Ardath - Page 227/417

Lifted above this troubled throng, one tall, dark figure was distinctly outlined against the dazzling face of the Obelisk--a figure that appeared to be standing on the back of the colossal Lion that lay couchant beneath. And as Theos strained his sight to distinguish the details of the scene more accurately, he suddenly beheld a glittering regiment of mounted men in armor, charging straightly and with cruelly determined speed, right into the centre of the crowd, apparently regardless of all havoc to life and limb that might ensue. Involuntarily he uttered an exclamation of horror at what seemed to him so wanton and brutal an act, when just then Sah-luma caught him eagerly by the arm,--Sah-luma, whose soft, oval countenance was brilliant with excitement, and in whose eyes gleamed a mingled expression of mirth and ferocity.

"Come, come, my friend!" he said hastily--"Yonder is a sight worth seeing! 'Tis the mad Khosrul who is thus entrenched and fortified by the mob,--as I live, that sweeping gallop of His Majesty's Royal Guards is magnificent! They will seize the Prophet this time without fail! Aye, if they slay a thousand of the populace in the performance of their duty! Come!--let us hasten to the scene of action--'twill be a struggle I would not miss for all the world!"

He sprang down the steps of the loggia, accompanied by Theos, who was equally excited,--when all at once Zabastes, thrusting out his head through a screen of vine-leaves, cried after them: "Sah-luma!--Most illustrious! What of the poem? It is not finished!"

"No matter!" returned Sah-luma--"'Twill be finished hereafter!"

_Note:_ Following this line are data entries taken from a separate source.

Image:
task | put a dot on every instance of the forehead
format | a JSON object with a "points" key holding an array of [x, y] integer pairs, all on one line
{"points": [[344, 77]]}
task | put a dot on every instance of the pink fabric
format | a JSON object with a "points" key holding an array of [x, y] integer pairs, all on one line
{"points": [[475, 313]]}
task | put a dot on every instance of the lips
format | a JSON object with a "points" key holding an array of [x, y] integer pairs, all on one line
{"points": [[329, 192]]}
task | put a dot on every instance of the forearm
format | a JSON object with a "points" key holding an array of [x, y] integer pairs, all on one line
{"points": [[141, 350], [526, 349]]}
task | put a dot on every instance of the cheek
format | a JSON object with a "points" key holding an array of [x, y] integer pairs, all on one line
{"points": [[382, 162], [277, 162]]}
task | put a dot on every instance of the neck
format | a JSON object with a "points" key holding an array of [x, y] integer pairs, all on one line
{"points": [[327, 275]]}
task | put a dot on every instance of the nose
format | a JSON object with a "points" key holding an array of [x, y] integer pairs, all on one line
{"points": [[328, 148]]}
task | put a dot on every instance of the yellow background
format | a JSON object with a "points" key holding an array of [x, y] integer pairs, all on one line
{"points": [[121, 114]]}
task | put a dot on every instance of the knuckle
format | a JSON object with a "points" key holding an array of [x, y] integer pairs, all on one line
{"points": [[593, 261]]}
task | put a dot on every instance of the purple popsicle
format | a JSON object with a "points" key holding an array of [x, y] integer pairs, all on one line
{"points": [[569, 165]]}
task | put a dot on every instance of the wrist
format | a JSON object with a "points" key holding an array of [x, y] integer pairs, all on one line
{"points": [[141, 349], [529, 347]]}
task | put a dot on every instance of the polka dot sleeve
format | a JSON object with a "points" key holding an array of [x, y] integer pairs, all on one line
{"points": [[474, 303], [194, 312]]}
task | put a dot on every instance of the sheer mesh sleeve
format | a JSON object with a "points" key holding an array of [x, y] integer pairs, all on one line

And he hastened on, Theos treading close in his footsteps and thinking as he went of the new enigma thus proposed to puzzle afresh the weary workings of his mind. HIS poem of Nourhalma-- or rather the poem he had fancied was his--had been entirely completed down to the last line; now Sah-luma's was left "TO BE FINISHED HEREAFTER."

Strange that he should find a pale glimmering of consolation in this!--a feeble hope that perhaps after all, at some future time, he might be able to produce a few, a very few lines of noble verse that should be deemed purely original! ... enough perchance, to endow him with a faint, far halo of diminished glory such as plodding students occasionally win, by following humbly yet ardently ... even as he now followed Sah-luma ... in the paths of excellence marked out by greater men!